Repository to replicate the ROUGE scores from See et al. (2017).
We find that the reported scores correspond to those produced by the python re-implementation py-rouge, instead of those by produced by the official Rouge 155 Perl wrapper pyrouge.
The evaluate.py script accepts a 'hypothesis' folder and a 'reference' folder. The ROUGE scores computed with py-rouge and pyrouge respectively are then computed and printed to standard out.

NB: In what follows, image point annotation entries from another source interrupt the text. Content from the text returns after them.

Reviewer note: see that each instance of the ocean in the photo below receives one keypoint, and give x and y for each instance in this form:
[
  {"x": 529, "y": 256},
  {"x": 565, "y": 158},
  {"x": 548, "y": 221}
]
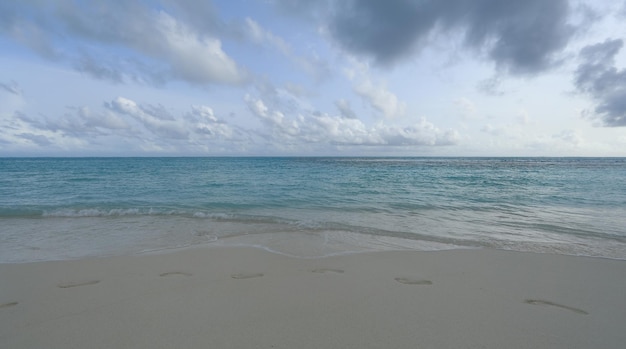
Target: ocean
[{"x": 69, "y": 208}]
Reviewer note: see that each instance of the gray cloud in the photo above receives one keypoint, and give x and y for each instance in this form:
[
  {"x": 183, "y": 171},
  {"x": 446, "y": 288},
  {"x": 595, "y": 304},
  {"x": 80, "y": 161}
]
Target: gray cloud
[
  {"x": 301, "y": 126},
  {"x": 344, "y": 109},
  {"x": 521, "y": 37},
  {"x": 188, "y": 51},
  {"x": 598, "y": 77},
  {"x": 40, "y": 140}
]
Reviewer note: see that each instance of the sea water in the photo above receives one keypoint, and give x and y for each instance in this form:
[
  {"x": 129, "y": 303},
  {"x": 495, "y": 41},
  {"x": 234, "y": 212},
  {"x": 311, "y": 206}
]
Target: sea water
[{"x": 67, "y": 208}]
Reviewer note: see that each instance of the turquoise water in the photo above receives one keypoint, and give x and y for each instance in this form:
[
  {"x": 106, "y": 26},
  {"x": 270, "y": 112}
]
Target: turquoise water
[{"x": 65, "y": 208}]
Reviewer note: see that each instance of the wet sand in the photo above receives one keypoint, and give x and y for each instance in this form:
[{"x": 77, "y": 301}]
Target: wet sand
[{"x": 250, "y": 298}]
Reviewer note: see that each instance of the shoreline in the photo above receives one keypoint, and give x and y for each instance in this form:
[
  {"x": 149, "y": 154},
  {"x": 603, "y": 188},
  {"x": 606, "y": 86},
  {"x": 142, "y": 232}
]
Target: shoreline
[{"x": 243, "y": 297}]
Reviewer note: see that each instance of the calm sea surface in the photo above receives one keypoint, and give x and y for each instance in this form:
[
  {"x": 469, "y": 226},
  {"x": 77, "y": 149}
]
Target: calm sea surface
[{"x": 65, "y": 208}]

The test_output folder, contains the test outputs from See et al. (2017), that can be downloaded from the README.md of the official repository.
pip install py-rouge pyrouge
Ensure Perl XML library is installed:
On Arch Linux: sudo pacman -S perl-xml-xpath
On Ubuntu: sudo apt-get install libxml-parser-perl
ROUGE 155 install tips/debugging:
https://stackoverflow.com/questions/47045436/how-to-install-the-python-package-pyrouge-on-microsoft-windows
Note that pyrouge evaluates ~4x as slow as py-rouge, so some patience is required.
# Evaluate Pointer Generator
$> python evaluate.py test_output/pointer-gen test_output/reference
Python (py-rouge) scores:
ROUGE-1 (F1): 36.43
ROUGE-2 (F1): 15.66
ROUGE-L (F1): 33.42
Perl (pyrouge) scores:
ROUGE-1 (F1): 36.16
ROUGE-2 (F1): 15.61
ROUGE-L (F1): 33.21
# Evaluate Pointer Generator + Coverage
$> python evaluate.py test_output/pointer-gen-cov test_output/reference
Python (py-rouge) scores:
ROUGE-1 (F1): 39.53
ROUGE-2 (F1): 17.28
ROUGE-L (F1): 36.38
Perl (pyrouge) scores:
ROUGE-1 (F1): 39.24
ROUGE-2 (F1): 17.22
ROUGE-L (F1): 36.15